Hopkins Correctional Centre.ARARAT – The Department of Justice has criticised the performance of the consortium overseeing the construction of the new prison at the Hopkins Correctional Centre following damning revelations in The Saturday Age last week that claimed the project ‘may be more than $100 million short of capital and, without government intervention, in danger of collapse’.
The Saturday Age stated documents it had obtained revealed that the prison was ‘in financial trouble, with builders unable to pay contractors this (last) week’.
‘A memo to contractors revealed the Aegis consortium, which includes project manager Bilfinger Berger, the Commonwealth Bank and builders St Hilliers and Hawkins, is in negotiation with the government over a rescue strategy for the project, which unions believe will now not be completed until Christmas 2014,’ The Saturday Age stated in the report.
Many local contractors and sub contractors are employed on the site.
Yesterday The Age stated that the joint venture building the $400 million prison told sub-contractors at a Melbourne meeting on Wednesday not to bother invoicing for work because there was no money.
According to The Age unions were to meet yesterday to discuss their response to the crisis.
Claims that workers had walked off the job this week were denied by the Department of Justice.
A spokesperson from the Department of Justice told The Ararat Advertiser that as with other infrastructure projects, the Department will continue to put taxpayers’ interests first in relation to the Ararat prison project.
“Although the project will be completed later than planned, responsibility and risk remains with the private sector consortia who are obliged to deliver the project and manage the financial impacts of delay under their contract with the state.

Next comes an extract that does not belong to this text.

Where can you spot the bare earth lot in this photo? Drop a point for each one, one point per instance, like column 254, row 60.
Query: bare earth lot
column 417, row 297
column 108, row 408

As a PPP (public private partnership), completion risk including time and cost is the responsibility of the consortia.
“The department is disappointed with the performance of the consortia, the extent of delays and the challenges they have advised that they face to complete the project.
“Under the contract the department is under no obligation to make payments to the consortia until the services phase of the project and does not intend to relieve the private sector of its substantive obligations under the contract.
“All construction projects have issues to resolve, and the Ararat Prison Project is especially complex as construction encompasses an existing prison.
“This situation confirms that a PPP arrangement is appropriate given that cost risks due to delay and mismanagement remain within the private sector.”
The spokesperson said the Departments of Justice and Treasury and Finance have allocated senior officers and technical specialists to monitor and manage the government’s obligations under the contract.
“Corrections Victoria is undertaking contingency planning as a result of delays to the project. Further details are commercial in confidence,” the spokesperson said.